Required spot columns

Column

Type

Required

FOF-CT field

chrom

str (category)

yes

Chrom

start

int

yes

Chrom_Start

end

int

yes

Chrom_End

trace_id

int/str (category)

yes

Trace_ID

cell_id

int/str (category)

no

Cell_ID

spot_id

int/str

no

Spot_ID

String columns are auto-converted to pd.Categorical for ~10× memory savings on large datasets.

Attributes

Attribute

Shape

Purpose

coords

(n_spots, 3)

x, y, z for each spot

spots

(n_spots, ≥4)

per-spot metadata

cells

(n_cells, ?)

per-cell metadata

cellm

dict

multi-dim cell annotations (embeddings, UMAP)

tracks

(n_spots, n_tracks)

epigenomic signals aligned to spots

traces

(n_traces, ?)

per-trace metadata

layers

dict

alternative coordinate sets

results

dict

analysis outputs (loops, TADs, …)

uns

dict

unstructured metadata

Properties: cd.n_spots, cd.n_traces, cd.n_cells, cd.chroms.

Subsetting

Subset operations return new ChromData instances — they never mutate the original.
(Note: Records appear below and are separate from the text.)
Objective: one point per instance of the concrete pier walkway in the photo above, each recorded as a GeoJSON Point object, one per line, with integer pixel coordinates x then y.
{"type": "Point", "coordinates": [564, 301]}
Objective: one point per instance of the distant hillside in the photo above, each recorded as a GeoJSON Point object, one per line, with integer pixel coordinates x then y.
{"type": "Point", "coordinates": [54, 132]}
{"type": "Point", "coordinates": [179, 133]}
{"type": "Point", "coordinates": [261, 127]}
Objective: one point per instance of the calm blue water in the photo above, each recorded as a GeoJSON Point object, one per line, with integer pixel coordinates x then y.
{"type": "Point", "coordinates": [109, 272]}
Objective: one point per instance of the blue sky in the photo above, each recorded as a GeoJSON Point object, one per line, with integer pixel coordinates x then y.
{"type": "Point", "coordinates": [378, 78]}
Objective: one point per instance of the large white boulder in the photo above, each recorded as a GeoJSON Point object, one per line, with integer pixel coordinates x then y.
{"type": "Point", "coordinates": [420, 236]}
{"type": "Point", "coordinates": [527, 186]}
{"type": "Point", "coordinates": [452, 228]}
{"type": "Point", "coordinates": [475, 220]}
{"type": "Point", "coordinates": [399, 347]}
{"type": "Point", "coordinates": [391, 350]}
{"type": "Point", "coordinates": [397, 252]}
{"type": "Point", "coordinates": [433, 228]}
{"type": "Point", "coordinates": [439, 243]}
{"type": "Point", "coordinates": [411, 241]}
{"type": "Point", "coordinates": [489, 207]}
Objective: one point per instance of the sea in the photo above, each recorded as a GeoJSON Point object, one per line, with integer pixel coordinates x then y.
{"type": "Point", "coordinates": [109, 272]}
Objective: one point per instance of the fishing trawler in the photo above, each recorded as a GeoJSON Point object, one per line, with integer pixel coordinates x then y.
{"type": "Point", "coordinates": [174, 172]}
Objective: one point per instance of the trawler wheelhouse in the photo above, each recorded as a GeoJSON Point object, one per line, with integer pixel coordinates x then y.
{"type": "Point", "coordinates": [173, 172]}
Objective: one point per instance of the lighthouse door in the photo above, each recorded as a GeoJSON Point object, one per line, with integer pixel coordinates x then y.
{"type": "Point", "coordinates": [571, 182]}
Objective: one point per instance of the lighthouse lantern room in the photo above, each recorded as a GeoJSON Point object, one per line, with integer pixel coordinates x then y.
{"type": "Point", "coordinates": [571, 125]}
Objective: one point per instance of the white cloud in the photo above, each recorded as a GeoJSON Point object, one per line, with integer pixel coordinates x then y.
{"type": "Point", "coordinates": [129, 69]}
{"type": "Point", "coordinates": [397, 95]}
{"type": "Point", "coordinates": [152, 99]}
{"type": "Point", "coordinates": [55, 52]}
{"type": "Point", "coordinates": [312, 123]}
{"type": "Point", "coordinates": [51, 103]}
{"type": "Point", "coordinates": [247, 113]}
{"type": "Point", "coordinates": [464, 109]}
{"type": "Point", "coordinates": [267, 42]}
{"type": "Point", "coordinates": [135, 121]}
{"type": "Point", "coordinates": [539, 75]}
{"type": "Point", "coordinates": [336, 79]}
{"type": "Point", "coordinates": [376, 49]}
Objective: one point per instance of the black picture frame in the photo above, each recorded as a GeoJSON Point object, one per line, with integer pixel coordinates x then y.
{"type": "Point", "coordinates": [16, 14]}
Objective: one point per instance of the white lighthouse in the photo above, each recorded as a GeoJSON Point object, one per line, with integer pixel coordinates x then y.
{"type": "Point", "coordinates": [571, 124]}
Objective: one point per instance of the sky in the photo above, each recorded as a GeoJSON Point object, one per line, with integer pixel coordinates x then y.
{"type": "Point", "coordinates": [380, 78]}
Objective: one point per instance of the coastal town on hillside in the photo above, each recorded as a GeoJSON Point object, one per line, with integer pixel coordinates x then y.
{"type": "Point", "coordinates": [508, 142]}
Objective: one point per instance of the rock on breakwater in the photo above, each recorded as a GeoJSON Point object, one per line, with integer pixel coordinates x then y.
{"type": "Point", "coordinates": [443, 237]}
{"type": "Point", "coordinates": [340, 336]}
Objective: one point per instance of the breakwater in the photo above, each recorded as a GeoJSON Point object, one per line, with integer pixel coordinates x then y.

cd.get_chrom("chr1")           # all spots on chr1
cd.get_trace(5)                # only trace 5
cd.get_cell("cell_0")          # only cell "cell_0"
cd[cd.spots["chrom"] == "chr1"]  # boolean mask
cd[:100]                       # first 100 spots

All children (coords, spots, tracks, layers, cellm) are filtered consistently; traces and cells that become empty are dropped.

On-demand distance matrix

Global (n_spots, n_spots) matrices are not stored — they are meaningless across cells and scale poorly. Compute per-trace on demand:

D = cd.compute_distances(trace_id=0)  # (n_spots_in_trace, n_spots_in_trace)

I/O

Input

Method

Reconstruction CSV (chrom, start, end, x, y, z)

ChromData.from_dataframe

4DN FOF-CT core table

ChromData.from_fofct

.h5cd (HDF5)

ChromData.read

cd.write("data.h5cd")
cd2 = ChromData.read("data.h5cd")

The .h5cd format has a version stamp and gracefully handles legacy files. See Concepts — On-disk format for details.

Why not AnnData?

AnnData observations are flat (one row = one cell). Chromatin tracing has an extra hierarchy (Cell → Trace → Spot), and the natural “sample axis” differs per operation — a distance matrix is per-trace, cell-type embeddings are per-cell, TAD calls are per-locus. ChromData exposes that hierarchy directly while reusing the AnnData-like obsm/uns conventions where they apply (cellm, uns).